Gente había con ojos graves, lentos, con gran autoridad en su semblante: hablaban poco, con voces
suaves.
Nos apartamos a uno de los lados, en un claro lugar alto y abierto, tal que ver se podían todos ellos.
Erguido allí sobre el esmalte verde, las magnas sombras fuéronme mostradas, que de placer me
colma haberlas visto.
A Electra vi con muchos compañeros, y entre ellos conocí a Héctor y a Eneas, y armado a César, con ojos grifaños.
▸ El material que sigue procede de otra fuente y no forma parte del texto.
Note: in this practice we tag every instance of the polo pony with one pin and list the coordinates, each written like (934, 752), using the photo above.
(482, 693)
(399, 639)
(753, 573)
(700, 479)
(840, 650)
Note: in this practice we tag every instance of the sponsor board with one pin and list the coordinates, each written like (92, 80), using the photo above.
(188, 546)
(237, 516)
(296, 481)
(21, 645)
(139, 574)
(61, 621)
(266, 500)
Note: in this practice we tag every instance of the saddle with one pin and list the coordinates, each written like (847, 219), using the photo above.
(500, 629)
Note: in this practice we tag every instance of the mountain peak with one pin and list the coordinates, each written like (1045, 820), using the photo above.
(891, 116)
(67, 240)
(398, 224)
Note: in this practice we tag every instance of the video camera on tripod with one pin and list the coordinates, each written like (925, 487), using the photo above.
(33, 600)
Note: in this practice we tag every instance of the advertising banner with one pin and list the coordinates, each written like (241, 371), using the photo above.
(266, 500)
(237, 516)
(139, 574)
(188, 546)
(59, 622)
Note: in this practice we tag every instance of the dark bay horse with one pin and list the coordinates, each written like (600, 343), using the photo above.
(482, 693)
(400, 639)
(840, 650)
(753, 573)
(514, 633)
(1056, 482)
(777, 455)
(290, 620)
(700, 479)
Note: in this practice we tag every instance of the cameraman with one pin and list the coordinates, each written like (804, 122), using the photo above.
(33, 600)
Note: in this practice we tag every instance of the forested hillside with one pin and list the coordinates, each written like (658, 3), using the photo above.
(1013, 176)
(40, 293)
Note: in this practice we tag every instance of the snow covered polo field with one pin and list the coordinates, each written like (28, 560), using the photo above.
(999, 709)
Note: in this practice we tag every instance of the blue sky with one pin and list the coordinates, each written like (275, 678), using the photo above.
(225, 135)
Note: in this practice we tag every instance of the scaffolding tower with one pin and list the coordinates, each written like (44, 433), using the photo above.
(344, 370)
Vi a Pantasilea y a Camila, y al rey Latino vi por la otra parte, que se sentaba con su hija Lavinia.
Vi a Bruto, aquel que destronó a Tarquino, a Cornelia, a Lucrecia, a Julia, a Marcia; y a Saladino vi,
que estaba solo; y al levantar un poco más la vista, vi al maestro de todos los que saben, sentado en
filosófica familia.
Todos le miran, todos le dan honra: y a Sócrates, que al lado de Platón, están más cerca de él que
los restantes; Demócrito, que el mundo pone en duda, Anaxágoras, Tales y Diógenes, Empédocles,
Heráclito y Zenón; y al que las plantas observó con tino, Dioscórides, digo; y via Orfeo, Tulio, Livio y
al moralista Séneca; al geómetra Euclides, Tolomeo, Hipócrates, Galeno y Avicena, y a Averroes que
hizo el «Comentario».
No puedo detallar de todos ellos, porque así me encadena el largo tema, que dicho y hecho no se
corresponden.
El grupo de los seis se partió en dos: por otra senda me llevó mi guía, de la quietud al aire temb
loroso y llegué a un sitio en donde nada luce.